February 27th, 2004 · No Comments

Bloomberg has an excellent article by Andy Mukherjee on how India needs to look beyond its knowledge industries and focus on getting its manufacturing sector to take-off if India has to “catapult itself from poverty to prosperity”:

For those who believe India will on the strength of its “knowledge” industries, here’s a sobering statistic: three-fourths of Indian workers, or 300 million people, don’t have high-school diplomas.

India’s educated elite is too small, and its purchasing power too limited, to lift the broader economy. What can really make India prosperous is something that will boost the incomes of workers who are stuck in low-productivity occupations — farmhands and housemaids — that pay the national average of $500 a year, or less.

And that something can only be manufacturing.

“The services sector, and in particular the knowledge-based industries, is unlikely to provide opportunities to the poorly educated sections of our society,” say Sanjay Jain and Uday Bhansali of the consulting firm Accenture India in a study titled “Making Indian Manufacturing Globally Competitive.”

Create more factory jobs, and India’s economic growth rate can easily accelerate to 10 percent a year, making it the fastest- growing major economy in the world, the authors argue.

It’s easier said, than done. There are many factors — high cost of credit, inflexible labor laws, expensive and unreliable electricity supply, and inefficient ports — that hamper Indian industry’s global competitiveness; although, by far the biggest problem with Indian manufacturing is its insularity.

Thanks to the blinkeredness left over from Soviet-style socialism of 1960s and 1970s, the Indian industry treats the local population, a large part of which earns subsistence wages, as the main source of demand for factory-made goods. Manufacturers go on producing large volumes of low-quality, low-margin products to turn a profit. Much of what they make, can’t be exported.

Where does one begin to break the vicious cycle? The surefire way is to “force” Indian manufacturers to tap global demand, so they’re able to expand operations, and create more and better-paying factory jobs. As more workers find employment in manufacturing industries, they’ll have the spending power to demand better goods and services.

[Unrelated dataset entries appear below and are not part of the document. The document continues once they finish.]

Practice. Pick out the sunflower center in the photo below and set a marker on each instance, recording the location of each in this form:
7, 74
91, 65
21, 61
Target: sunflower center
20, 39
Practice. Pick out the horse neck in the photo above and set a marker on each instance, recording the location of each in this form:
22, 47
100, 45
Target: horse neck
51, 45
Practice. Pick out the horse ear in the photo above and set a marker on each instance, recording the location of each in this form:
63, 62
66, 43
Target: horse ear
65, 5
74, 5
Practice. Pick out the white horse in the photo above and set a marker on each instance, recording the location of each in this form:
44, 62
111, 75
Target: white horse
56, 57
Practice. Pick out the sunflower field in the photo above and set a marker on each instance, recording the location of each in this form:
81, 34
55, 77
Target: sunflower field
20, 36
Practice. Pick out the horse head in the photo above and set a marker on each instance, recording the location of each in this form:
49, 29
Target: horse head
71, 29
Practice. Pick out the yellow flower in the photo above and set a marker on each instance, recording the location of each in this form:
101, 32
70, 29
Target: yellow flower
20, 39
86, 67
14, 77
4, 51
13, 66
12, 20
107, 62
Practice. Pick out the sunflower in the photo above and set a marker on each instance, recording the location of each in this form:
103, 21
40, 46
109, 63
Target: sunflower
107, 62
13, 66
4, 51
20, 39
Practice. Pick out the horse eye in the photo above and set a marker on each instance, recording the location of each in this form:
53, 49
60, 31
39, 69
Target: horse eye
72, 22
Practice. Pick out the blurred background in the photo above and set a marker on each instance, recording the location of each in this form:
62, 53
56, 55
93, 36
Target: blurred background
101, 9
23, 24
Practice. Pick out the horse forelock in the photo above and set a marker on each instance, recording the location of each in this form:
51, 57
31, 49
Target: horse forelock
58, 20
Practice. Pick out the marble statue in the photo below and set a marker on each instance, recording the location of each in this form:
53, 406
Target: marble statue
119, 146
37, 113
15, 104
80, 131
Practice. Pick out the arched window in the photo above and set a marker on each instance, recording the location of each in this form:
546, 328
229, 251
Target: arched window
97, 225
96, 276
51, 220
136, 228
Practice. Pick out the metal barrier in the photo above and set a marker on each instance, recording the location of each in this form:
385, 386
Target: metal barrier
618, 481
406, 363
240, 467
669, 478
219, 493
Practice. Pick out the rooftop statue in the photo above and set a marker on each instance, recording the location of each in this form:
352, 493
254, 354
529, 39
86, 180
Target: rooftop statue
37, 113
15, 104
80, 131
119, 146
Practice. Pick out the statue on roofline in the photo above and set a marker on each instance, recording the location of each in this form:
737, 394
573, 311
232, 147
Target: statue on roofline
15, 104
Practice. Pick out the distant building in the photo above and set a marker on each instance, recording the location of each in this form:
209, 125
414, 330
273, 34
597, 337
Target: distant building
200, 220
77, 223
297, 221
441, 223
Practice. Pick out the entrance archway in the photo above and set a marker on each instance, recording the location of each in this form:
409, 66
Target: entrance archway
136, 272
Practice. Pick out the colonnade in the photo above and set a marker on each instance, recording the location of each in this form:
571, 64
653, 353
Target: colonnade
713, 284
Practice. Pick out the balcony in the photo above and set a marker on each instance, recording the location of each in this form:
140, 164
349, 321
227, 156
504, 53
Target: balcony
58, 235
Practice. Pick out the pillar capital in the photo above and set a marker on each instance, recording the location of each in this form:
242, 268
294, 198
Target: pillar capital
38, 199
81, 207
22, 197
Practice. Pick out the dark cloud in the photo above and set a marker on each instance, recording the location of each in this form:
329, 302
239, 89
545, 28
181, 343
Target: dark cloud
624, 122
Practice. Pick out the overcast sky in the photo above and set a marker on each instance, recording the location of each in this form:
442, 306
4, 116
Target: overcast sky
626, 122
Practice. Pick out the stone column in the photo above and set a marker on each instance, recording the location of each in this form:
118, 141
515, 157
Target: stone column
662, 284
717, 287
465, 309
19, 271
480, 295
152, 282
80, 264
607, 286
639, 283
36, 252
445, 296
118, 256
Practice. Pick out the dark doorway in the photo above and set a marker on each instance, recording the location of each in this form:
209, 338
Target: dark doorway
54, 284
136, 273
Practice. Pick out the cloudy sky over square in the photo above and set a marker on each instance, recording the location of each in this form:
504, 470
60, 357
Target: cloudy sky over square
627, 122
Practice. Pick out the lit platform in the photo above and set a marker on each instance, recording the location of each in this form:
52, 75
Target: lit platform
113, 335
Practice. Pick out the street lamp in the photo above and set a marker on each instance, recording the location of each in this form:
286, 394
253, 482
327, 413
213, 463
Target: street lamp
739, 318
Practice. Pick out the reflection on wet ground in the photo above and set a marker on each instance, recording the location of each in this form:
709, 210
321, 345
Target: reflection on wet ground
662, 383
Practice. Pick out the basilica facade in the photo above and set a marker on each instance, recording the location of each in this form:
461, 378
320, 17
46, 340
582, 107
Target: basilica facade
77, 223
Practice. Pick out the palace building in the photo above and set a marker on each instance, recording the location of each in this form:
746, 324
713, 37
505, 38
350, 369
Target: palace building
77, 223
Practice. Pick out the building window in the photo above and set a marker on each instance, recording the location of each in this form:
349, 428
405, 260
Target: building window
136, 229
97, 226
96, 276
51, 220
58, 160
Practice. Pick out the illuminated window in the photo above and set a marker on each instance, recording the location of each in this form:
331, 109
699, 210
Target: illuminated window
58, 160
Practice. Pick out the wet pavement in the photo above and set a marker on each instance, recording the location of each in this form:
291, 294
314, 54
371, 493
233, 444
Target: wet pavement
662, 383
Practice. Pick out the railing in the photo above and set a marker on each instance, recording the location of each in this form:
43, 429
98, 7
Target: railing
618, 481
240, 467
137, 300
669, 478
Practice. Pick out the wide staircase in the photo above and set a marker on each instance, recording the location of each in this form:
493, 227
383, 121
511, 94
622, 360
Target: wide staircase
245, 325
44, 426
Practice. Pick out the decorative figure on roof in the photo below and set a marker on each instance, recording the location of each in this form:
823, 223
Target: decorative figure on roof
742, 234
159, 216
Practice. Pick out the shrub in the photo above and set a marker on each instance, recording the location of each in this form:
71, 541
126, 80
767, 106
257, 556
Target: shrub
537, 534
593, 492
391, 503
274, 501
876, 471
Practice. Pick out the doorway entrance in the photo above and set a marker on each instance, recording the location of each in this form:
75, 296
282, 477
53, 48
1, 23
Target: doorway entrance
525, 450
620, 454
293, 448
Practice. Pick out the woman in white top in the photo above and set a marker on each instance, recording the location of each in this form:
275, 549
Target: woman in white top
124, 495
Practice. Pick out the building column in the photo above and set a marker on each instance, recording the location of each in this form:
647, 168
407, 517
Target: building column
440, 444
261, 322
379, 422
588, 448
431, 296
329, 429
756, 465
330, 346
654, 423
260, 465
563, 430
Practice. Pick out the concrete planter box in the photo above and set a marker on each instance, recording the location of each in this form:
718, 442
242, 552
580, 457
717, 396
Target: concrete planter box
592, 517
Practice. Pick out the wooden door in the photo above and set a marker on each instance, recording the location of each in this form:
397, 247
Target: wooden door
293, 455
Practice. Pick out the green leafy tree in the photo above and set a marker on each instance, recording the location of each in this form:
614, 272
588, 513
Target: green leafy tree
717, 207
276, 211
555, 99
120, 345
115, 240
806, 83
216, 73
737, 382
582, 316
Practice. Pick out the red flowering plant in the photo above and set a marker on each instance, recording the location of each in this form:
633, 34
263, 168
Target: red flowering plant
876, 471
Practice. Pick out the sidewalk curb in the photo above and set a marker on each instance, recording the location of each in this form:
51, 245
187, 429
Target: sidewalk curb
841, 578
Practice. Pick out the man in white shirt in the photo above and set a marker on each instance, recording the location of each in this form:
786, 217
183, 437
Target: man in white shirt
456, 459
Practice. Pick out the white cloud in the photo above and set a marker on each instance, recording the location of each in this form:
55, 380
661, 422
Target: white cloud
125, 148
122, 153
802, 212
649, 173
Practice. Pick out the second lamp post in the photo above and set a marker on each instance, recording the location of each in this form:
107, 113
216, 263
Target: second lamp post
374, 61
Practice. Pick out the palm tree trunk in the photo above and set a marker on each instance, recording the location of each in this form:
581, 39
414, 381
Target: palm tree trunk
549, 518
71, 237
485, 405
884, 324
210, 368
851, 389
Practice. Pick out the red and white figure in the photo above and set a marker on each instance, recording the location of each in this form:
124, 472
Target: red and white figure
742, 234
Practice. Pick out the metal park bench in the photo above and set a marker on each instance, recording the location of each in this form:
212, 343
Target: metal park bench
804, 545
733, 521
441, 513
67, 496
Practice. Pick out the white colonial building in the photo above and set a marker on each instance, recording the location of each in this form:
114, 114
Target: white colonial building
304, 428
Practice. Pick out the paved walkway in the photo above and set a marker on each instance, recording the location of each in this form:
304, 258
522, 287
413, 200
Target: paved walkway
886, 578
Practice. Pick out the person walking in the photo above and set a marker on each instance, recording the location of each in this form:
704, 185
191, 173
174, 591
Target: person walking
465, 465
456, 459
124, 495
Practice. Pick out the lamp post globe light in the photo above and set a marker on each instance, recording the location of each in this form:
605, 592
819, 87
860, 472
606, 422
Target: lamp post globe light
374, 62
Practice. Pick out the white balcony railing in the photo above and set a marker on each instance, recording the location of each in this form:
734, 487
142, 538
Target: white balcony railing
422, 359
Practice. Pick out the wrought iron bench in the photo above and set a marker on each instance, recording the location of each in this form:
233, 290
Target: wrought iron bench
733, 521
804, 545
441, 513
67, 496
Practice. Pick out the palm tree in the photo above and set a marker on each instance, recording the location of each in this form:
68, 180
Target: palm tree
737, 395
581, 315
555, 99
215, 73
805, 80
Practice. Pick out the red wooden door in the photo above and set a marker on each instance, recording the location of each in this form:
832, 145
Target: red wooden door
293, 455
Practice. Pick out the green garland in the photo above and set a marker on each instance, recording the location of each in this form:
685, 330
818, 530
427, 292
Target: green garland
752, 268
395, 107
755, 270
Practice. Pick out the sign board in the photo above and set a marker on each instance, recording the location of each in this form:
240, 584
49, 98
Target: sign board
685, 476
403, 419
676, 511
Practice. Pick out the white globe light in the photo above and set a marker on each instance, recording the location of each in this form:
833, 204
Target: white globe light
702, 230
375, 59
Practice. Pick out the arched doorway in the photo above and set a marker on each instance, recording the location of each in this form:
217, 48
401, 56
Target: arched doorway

In a chaotic democracy like India, how does one draw out local manufacturers and make them go global? The easiest way is to open more of the domestic consumer-goods market to overseas investors. Competitive pressures, thus unleashed, would ripple through the supply chain and force even small manufacturers to look beyond the local market.

The biggest assistance the Indian government can give local manufacturers is to open the floodgates of competition wider by slashing import tariffs…More than anything else, such a step would be in India’s own interest. Let the U.S. worry about saving white-collar jobs, creating more blue-collar jobs should be India’s immediate priority.

I will discuss this in more detail as part of my ongoing Tech Talk series “As India Develops.”